I’m lucky enough to have a studio tucked away at the bottom of my Sydney garden, a wooden cabin that houses my wheels and glazes. There, among tranquil, leafy surrounds, I create my hand-thrown ceramics. The shelves are bustling with pots at all stages of the making process, clambering for my attention. My kiln hums away in a separate tin shed. It gets so warm and cosy on firing days – it’s the place to be in winter!
I first fell in love with ceramics back in 1974, when I went to visit my brother who was working at a pottery studio in Kent, England. I adored everything about it: the stacks of pots, the wheels, the clay covered floor and tightly packed kilns – ribbons of trimmed clay skimming off leather-hard pots.

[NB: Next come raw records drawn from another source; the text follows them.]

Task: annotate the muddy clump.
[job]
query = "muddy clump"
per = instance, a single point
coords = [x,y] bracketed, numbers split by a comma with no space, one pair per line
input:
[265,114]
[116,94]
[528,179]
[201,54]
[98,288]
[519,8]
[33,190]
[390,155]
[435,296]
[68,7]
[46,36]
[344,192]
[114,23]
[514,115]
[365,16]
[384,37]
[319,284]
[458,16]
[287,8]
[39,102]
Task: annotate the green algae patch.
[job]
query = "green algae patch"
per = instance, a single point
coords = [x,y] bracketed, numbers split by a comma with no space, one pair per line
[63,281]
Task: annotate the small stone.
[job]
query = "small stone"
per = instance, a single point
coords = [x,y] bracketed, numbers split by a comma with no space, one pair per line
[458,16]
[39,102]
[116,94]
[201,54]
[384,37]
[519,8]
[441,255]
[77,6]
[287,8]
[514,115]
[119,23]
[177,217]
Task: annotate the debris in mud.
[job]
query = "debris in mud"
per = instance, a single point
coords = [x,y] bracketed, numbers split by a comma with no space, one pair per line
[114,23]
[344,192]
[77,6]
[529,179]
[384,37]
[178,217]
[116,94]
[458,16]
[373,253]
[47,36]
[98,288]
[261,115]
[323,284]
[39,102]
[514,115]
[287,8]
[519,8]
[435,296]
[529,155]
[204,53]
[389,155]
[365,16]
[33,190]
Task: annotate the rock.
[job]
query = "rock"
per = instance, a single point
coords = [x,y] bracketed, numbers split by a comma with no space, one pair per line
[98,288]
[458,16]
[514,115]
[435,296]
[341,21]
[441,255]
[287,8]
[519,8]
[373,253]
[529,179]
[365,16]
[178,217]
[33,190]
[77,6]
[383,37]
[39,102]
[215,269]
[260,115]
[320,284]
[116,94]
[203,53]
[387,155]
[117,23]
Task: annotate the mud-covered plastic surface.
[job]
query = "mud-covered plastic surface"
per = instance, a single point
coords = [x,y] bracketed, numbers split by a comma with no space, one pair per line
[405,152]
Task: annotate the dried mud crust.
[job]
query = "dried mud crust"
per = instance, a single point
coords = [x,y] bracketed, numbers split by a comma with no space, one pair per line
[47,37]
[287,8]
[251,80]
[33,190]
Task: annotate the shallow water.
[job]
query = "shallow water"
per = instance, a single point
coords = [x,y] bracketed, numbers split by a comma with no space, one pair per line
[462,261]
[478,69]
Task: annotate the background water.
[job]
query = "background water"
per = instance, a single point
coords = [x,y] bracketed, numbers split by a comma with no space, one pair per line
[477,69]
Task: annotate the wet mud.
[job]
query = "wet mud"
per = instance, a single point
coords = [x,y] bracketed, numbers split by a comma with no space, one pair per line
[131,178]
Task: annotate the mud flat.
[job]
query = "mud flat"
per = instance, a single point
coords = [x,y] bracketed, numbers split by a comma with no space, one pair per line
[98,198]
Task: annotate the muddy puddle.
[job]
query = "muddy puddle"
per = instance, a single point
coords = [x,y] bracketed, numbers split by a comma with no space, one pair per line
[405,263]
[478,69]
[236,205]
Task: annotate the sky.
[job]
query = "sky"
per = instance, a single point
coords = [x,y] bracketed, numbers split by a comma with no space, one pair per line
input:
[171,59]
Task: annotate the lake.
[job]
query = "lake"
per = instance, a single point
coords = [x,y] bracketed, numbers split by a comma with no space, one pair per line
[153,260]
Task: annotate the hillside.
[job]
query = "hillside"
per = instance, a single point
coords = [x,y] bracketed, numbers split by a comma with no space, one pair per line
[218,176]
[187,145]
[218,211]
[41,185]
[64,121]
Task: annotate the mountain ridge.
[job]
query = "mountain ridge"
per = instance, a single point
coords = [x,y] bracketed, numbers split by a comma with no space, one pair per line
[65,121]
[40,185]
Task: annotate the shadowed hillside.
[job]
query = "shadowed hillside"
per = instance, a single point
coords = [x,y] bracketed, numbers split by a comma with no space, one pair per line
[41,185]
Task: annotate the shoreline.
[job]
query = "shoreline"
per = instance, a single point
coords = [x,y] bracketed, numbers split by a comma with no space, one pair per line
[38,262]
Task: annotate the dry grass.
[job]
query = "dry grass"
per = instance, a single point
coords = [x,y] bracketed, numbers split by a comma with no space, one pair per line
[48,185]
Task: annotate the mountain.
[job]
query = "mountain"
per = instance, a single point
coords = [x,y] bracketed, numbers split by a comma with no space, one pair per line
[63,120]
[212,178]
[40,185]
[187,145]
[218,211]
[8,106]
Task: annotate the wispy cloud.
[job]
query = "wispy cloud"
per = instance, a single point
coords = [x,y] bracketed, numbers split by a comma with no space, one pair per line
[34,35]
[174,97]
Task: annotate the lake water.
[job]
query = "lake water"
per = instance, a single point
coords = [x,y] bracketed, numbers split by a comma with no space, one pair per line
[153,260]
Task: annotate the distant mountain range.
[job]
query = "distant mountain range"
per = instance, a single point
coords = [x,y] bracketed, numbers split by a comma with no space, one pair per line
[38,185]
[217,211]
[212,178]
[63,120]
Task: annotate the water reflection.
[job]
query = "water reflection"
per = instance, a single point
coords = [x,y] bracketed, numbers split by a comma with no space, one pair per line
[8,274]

I began an apprenticeship at Cranbrook Station Pottery and later managed one of their branches, before opening a pottery studio of my own with my brother, producing a range of tableware.
Later, I moved to Hong Kong and became fascinated by the rich history of Asian ceramics. It was there that I began exhibiting one-off pieces, gaining an international reputation for my work and judging exhibitions, such as the Hong Kong Biennial. I also began teaching pottery classes at a number of respected institutions including the Hong Kong Polytechnic, the Hong Kong Museum of Art and for the Education Department.
Since moving to Australia in the nineties, I’ve continued to make one-off wheel-thrown pieces, alongside more sculptural forms. Tableware remains my primary preoccupation and I enjoy creating bespoke pieces for restaurants, designers, galleries and individuals that elevate the everyday.”